By: Kathleen Sandusky
21 Jun, 2022
Like most industries, the field of AI is now reckoning with its lack of diversity, waking up to the effects of bias and siloed perspectives that can bring about disastrous results like racial disparities in voice recognition and underdiagnosis of disease in women and under-served patient populations. These missteps reduce effectiveness and damage public trust in AI, and limit the many opportunities for novel ideas and solutions that come from diversity. Additionally, talent shortages in Canada’s growing tech industry may be due in part to a lack of welcoming work and learning spaces for diverse people.
“It’s the first time I’ve been a part of a women-only tech group, and it feels innately safe and welcoming.”
–Paige Lewis, AI4Good Lab Toronto Cohort 2022
Now in its sixth year, the AI4Good Lab is working to address the need for gender diversity in AI with a yearly seven-week summer training program that has grown from its first site in Montreal in 2017, to the second site at Edmonton’s Amii in 2019, to this year’s launch of its third site at Toronto Metropolitan University (TMU; formerly Ryerson University).
Supported by founding partners OSMO and CIFAR through the Pan-Canadian Artificial Intelligence Strategy, the AI4Good Lab emphasizes mentorship and curiosity-driven learning to prepare women and gender-diverse participants for a career in AI. This year’s 90 participants attend virtual lectures and workshops with leading AI researchers, followed by on-site training at their host institutions. They collaborate in local teams, striving together to create a real-world machine learning project to present in a culminating competition in the final week. They also attend networking events with tech startups and companies that are eager to recruit from this talented cohort.
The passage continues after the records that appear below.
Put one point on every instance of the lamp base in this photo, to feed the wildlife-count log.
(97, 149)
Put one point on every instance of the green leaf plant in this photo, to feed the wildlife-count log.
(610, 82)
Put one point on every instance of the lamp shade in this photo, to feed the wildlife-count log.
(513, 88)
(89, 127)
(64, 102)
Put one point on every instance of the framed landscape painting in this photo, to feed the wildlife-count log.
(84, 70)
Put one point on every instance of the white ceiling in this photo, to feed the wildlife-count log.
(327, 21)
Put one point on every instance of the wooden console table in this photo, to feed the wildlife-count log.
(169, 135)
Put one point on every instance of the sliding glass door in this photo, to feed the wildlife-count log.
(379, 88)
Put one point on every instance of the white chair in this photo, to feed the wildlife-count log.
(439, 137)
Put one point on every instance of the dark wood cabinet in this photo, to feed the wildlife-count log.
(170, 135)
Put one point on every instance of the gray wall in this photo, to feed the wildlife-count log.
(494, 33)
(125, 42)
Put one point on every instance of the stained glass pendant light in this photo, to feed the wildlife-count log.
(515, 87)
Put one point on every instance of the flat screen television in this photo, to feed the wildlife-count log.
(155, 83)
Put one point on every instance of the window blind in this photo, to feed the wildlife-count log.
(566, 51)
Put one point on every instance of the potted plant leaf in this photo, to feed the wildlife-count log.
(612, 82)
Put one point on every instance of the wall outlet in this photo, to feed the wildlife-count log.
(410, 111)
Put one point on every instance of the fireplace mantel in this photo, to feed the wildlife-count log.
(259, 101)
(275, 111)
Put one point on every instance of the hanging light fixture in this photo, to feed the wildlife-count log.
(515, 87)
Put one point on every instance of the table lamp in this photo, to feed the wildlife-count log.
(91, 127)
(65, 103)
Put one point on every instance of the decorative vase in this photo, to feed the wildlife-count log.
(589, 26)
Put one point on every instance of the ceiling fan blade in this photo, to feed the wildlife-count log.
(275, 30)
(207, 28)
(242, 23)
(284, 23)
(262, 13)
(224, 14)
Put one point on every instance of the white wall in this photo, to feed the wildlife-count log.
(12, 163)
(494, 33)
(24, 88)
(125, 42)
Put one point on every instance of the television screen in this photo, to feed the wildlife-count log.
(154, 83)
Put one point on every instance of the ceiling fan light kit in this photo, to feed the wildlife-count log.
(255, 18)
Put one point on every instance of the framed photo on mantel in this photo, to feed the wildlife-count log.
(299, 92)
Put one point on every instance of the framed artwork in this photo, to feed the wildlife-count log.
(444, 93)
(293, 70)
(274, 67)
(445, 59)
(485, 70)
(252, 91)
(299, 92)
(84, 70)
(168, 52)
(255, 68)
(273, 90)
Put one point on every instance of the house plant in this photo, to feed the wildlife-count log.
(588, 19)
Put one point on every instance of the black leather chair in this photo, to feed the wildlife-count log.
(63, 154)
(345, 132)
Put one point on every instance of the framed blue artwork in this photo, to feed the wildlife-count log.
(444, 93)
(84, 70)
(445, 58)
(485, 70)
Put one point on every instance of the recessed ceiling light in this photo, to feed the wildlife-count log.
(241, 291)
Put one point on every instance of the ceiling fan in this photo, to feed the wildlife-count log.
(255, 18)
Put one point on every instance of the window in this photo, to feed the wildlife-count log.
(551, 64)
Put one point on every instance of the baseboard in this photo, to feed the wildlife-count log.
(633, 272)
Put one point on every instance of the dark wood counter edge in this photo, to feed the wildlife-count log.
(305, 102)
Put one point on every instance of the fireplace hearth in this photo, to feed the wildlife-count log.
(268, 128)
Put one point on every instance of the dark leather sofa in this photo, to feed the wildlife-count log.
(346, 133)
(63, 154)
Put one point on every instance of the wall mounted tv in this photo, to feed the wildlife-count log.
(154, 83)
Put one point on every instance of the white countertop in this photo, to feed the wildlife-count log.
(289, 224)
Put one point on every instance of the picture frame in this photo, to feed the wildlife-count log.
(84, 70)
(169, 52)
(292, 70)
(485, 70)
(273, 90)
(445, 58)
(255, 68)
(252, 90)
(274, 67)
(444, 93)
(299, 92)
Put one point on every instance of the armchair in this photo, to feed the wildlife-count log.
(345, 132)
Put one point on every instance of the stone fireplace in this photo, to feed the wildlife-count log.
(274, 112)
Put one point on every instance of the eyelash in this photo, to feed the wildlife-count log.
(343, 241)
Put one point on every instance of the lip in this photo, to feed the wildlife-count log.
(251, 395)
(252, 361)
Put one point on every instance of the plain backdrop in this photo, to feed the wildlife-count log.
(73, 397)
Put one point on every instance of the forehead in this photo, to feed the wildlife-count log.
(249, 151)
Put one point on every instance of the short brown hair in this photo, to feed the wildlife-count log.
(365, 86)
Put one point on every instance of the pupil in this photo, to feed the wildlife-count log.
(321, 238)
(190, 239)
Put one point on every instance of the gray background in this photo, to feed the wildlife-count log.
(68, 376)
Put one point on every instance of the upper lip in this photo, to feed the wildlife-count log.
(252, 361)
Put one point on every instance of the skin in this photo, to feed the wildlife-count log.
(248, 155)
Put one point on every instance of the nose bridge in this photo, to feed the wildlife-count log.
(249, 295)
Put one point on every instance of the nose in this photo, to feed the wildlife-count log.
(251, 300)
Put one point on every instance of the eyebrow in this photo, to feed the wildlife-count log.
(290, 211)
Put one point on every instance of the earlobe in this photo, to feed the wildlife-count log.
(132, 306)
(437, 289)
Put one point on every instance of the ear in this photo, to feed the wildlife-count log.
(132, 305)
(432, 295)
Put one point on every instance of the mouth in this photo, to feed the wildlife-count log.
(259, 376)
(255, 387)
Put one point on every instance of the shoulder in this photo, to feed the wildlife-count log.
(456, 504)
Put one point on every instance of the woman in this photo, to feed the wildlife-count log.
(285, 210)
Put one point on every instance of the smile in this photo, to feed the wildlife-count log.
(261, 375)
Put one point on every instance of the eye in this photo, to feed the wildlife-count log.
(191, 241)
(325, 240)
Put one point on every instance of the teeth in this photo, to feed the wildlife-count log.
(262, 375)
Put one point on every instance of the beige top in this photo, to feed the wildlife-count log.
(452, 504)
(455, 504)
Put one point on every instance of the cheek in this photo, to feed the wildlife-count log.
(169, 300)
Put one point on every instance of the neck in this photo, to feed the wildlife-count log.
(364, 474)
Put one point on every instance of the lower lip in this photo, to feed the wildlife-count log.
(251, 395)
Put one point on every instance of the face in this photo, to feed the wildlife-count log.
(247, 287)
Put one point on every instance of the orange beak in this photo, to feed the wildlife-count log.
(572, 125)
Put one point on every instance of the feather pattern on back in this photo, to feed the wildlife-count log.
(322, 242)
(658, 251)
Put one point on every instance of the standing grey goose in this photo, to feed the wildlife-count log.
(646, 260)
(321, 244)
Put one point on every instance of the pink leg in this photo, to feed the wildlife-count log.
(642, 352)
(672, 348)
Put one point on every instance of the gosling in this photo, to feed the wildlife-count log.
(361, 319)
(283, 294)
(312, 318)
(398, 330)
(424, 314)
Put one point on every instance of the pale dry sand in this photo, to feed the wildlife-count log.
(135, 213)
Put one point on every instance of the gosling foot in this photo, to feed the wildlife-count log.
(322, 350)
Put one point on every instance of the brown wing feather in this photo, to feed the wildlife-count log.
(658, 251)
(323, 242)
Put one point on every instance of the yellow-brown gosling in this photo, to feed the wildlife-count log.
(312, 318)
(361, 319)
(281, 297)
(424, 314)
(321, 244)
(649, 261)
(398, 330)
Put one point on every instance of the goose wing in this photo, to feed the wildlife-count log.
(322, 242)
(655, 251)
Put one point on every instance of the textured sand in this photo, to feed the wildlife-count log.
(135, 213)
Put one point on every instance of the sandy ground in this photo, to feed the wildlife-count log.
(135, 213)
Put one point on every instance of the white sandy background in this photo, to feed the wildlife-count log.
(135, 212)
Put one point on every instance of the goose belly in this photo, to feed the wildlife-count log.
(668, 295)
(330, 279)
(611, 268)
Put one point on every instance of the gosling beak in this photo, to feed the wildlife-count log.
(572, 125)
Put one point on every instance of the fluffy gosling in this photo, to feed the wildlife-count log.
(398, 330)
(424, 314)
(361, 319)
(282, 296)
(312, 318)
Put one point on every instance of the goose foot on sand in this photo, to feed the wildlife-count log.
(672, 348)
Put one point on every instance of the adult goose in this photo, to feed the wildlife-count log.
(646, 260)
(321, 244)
One participant is Paige Lewis, a TMU biophysics and computer science student. On top of her studies and machine learning co-op placement, she occupies her spare time by building curiosity-driven algorithms, including a tool to predict book ratings and a personalized language learning module that uses open-source datasets.
Despite her talent and innate affinity for machine learning, Paige hasn’t always felt welcomed in tech. “There’s this pressure of having to exist as a woman in what can be a very male space, feeling you have to look a certain way, talk a certain way, dress a certain way,” she reports. “When I found out about this program, I was really excited to learn in a group where being a woman wouldn’t be an issue, and it’s been so much fun. It’s the first time I’ve been a part of a women-only tech group, and it feels innately safe and welcoming.”
That safe and welcoming environment is just what host university TMU is aiming for. “The increased participation of women and people of diverse genders and backgrounds is very much needed in STEM,” comments Johannes Dyring, Assistant Vice-President, Business Development and Strategic Initiatives in the Office of the Vice-President Research and Innovation at TMU. “Diversity and inclusion are key to Canada’s competitiveness, and TMU is proud to cheer on the contributions of women and people of diverse genders who have so much talent and insight to add to this important and growing field of AI.”